Western organizations often seek non-Chinese models for commercial expansion. Major releases from US organizations such as OpenAI’s gpt-oss, AI2’s Olmo, and Meta’s Llama 4 have received community engagement. Reflection AI announced an effort to build an American open-class model of the frontier. In France, Mistral has released the Mistral Large 3 family and continues to develop its open source roots.

At the same time, major releases in Western countries are built on the Chinese model. In November 2025, Deep Cogito released Cogito v2.1 as the primary open-class model in the US. This model is a finely tuned version of DeepSeek-V3. Start-ups and researchers using open weight models around the world often use models developed in China by default, even if they do not rely on them.

The American Truly Open Model (ATOM) project cites the momentum of DeepSeek and Chinese models as motivation for a collaborative effort to lead open weight model development. The project highlights the need for multiple efforts, and the study also highlights early adoption of OpenAI’s gpt-oss.

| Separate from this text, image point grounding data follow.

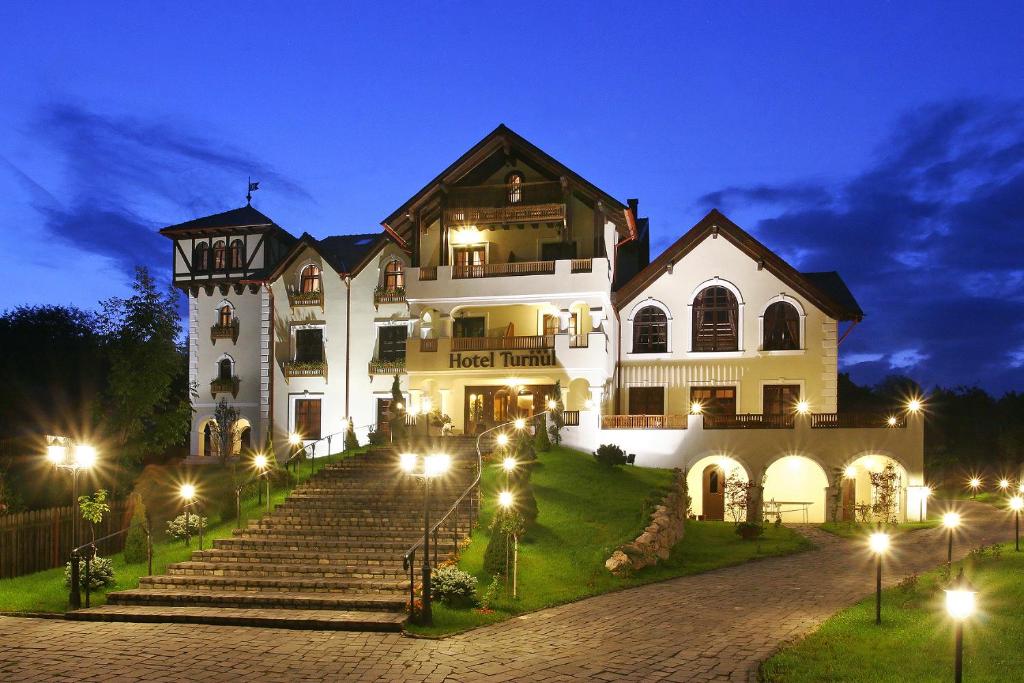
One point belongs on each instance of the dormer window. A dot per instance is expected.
(514, 185)
(309, 281)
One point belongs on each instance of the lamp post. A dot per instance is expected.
(879, 543)
(961, 603)
(1017, 504)
(426, 468)
(950, 520)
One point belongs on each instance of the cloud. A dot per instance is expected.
(930, 239)
(123, 177)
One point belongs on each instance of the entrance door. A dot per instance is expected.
(714, 494)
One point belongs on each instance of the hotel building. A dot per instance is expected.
(509, 279)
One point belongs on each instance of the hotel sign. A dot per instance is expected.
(532, 358)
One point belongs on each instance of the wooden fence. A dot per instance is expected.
(42, 540)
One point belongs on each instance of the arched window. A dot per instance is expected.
(650, 331)
(513, 183)
(781, 328)
(716, 321)
(224, 370)
(238, 254)
(219, 255)
(309, 280)
(201, 258)
(394, 278)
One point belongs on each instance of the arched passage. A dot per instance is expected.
(708, 480)
(793, 484)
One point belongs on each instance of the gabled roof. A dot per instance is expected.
(824, 290)
(504, 138)
(246, 217)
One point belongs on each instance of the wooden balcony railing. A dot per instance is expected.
(857, 421)
(504, 269)
(502, 343)
(748, 421)
(643, 421)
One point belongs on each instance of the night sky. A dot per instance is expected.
(883, 140)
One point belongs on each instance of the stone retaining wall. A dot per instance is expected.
(666, 529)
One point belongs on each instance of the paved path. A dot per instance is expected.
(717, 626)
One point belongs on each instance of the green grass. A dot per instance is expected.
(915, 639)
(45, 591)
(586, 511)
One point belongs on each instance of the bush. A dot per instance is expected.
(176, 527)
(135, 545)
(609, 455)
(453, 587)
(100, 573)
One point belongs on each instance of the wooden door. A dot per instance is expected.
(714, 494)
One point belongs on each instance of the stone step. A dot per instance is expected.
(257, 599)
(320, 620)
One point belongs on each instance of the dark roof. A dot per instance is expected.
(830, 284)
(832, 300)
(244, 217)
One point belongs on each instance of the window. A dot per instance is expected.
(394, 279)
(392, 342)
(309, 345)
(307, 415)
(309, 280)
(781, 328)
(238, 255)
(513, 183)
(716, 400)
(646, 400)
(780, 398)
(716, 315)
(201, 258)
(219, 256)
(650, 331)
(224, 370)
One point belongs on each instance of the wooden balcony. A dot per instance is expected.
(503, 269)
(488, 205)
(643, 421)
(502, 343)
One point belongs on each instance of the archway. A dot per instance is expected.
(796, 491)
(708, 481)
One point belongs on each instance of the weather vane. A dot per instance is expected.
(253, 186)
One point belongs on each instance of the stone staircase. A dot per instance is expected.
(329, 557)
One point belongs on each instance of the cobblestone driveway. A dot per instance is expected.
(717, 626)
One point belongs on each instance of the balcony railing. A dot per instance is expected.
(305, 369)
(229, 331)
(502, 343)
(643, 421)
(224, 385)
(504, 269)
(748, 421)
(396, 367)
(306, 298)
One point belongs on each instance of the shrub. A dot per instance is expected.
(176, 527)
(135, 543)
(100, 573)
(453, 587)
(609, 455)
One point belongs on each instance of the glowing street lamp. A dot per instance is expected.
(950, 520)
(879, 543)
(961, 604)
(1017, 504)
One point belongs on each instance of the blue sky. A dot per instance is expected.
(881, 139)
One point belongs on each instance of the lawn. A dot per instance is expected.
(586, 511)
(45, 591)
(915, 639)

The world is responding with renewed open source enthusiasm. 2026 is poised for major releases, especially from China and the US. Of relevance are architectural trends, hardware choices, and organizational direction, which are discussed next in this series.

All data represented is provided by Hugging Face. For more information on relevant data and analysis in open source in 2025, we recommend reading Data Provenance Initiative and Hugging Face’s Economies of Open Intelligence: Tracing Power & Participation in the Model Ecosystem, aiWorld’s Open Source AI Year In Review 2025, and InterConnects’ 8 Plots Explaining the State of Open Models.